La question migratoire ne cesse de défrayer la chronique en Tunisie. Outre le départ de milliers de Tunisiens qui prennent le chemin de l’exil, parfois au péril de leur vie, c’est la présence de Subsahariens (quelques dizaines de milliers, mêlant étudiants et migrants) qui s’est imposée dans le débat public. Malheureusement, au lieu d’aborder ce phénomène avec responsabilité et hauteur de vue, ce sont les plus bas instincts qui tendent à se manifester dans l’espace public, comme dans l’arène politique. Le chef de l’Etat lui-même s’est laissé aller à des déclarations qui relèvent d’une logique complotiste.
Dans un communiqué officiel de la présidence de la République, le chef de l’Etat a en effet affirmé que l’immigration relevait d’un « plan criminel pour changer la composition du paysage démographique en Tunisie. Et certains individus ont reçu de grosses sommes d’argent pour donner la résidence à des migrants subsahariens ». Le but de cette entreprise machiavélique viserait à affecter l’identité arabo-islamique du pays. En outre, lors du récent conseil de sécurité nationale, K. Saïed a conjugué la menace sécuritaire à la menace identitaire.

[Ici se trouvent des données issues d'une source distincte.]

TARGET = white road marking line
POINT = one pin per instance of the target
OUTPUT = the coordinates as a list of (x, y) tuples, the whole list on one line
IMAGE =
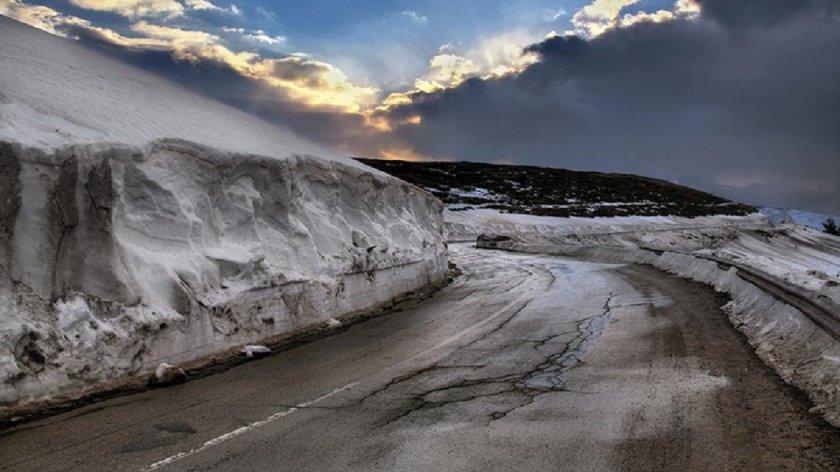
[(244, 429), (225, 437)]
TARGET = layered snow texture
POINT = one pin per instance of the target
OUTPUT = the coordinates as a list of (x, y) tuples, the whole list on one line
[(124, 244), (793, 258), (117, 258)]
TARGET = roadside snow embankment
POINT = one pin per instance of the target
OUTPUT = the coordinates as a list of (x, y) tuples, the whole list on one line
[(784, 282), (118, 258)]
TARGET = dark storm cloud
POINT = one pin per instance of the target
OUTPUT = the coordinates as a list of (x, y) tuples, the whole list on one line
[(744, 102)]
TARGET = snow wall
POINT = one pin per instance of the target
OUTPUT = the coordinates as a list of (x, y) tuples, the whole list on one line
[(801, 352), (116, 258)]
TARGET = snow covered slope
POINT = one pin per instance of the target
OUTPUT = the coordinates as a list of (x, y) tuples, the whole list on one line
[(141, 224)]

Et ce, en évoquant des « hordes de migrants clandestins », sources de « violence, de crimes et d’actes inacceptables ». L’extrême droite française a rapidement repris ces déclarations sur la question migratoire à son compte, pour prouver la légitimité de son propre discours raciste et complotiste symbolisé par la thèse du « grand remplacement ».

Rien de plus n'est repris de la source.